Apply for or choose a school if your child has SEND

Most children with special educational needs attend mainstream schools. If your child has more severe or complex needs they may have their needs met at a mainstream school with more specialised provision or a special school.

Apply for a school place

If your child has SEND but does not have an education health and care (EHC) plan you should apply for a school place in the same way as other parents.

If an EHC needs assessment has been started for your child, but is not yet complete, then you should follow the normal process for applying for a school place. If you don't apply for a place and we don’t issue an EHC plan for your child, you may miss out on a place at one of your preferred schools.

Choose a school

Before selecting a school you may find it helpful to:

  • read their OFSTED report
  • read the school’s SEN policy and SEND information report, both should be available on their website
  • attend open days or evenings
  • contact the school directly to arrange a visit.

Before you visit a school you may find it helpful to think about the things you want to find out and talk about. If your child has an EHC plan you could take a copy of this and the latest annual review paperwork with you.

Ask questions to find out how the school can meet your child’s needs.

  • How will my child be supported in school?
  • How is support organised?
  • What equipment and materials will be available?
  • Is there a breakfast club or after school activities my child can be involved in?
  • How will the school keep me informed of my child’s progress?

Inclusion in schools

Children with special educational needs and disabilities have a right to attend mainstream schools.

The Kent special educational needs and disabilities (SEND) inclusion statement is a reflection of our partnership and joint commitment between us and Kent education providers for inclusive education.

All schools put provision in place for children with special educational needs and/or disabilities (SEND) taking in to account their individual needs.

The mainstream core standards explains what schools (including academies and free schools) must do to support children and young adults with SEND so that they are included in all aspects of school life (or are as included as they wish to be), make progress and are happy in school.

You  can also read the parent guide (PDF, 1.1 MB) which helps you to understand and use the mainstream core standards document.
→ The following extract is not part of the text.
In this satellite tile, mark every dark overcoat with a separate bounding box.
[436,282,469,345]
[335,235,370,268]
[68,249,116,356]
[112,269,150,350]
It can be used to help support the discussions you

Types of schools

Mainstream schools

Most children and young people with an EHC plan can attend their local mainstream school.

There are some things you should think about when deciding what school you would like your child to attend.

  • If the school has experience of children with similar needs to your child and how they have supported children with similar needs.
  • What the school's special educational needs policy is.
  • How the SENCO makes sure all staff are aware of children’s needs and how they are best supported in the classroom and during breaks.
  • How your child would be supported in class, during breaks and lunchtime.
  • How you would be involved in decisions about your child, for example, support or provision.
  • How the school will communicate with you about your child.

If you want your child to go to a grammar (selective) school, you must speak to your child's primary school about taking the Kent Test.

If your child has an EHC plan and you're unsure if a school is suitable for them, you can talk to your SEND area team.

Use our school search to find a mainstream school.

Special schools or mainstream schools with specialist provision

Normally only children and young people with the most complex or severe needs attend a special school.

For children and young people who need significantly more support than can be provided within a mainstream class it may be appropriate for them to attend a mainstream school with additional provision rather than a special school. This is called special resourced provision (SRP). All the children and young people who attend special schools or special resourced provisions have an EHC plan.

Find a special school or a school with specialist provision.

Starting school

After you have chosen a school, you can speak with the headteacher or SENCo about your child's needs. This will assist the school in choosing the best support for your child.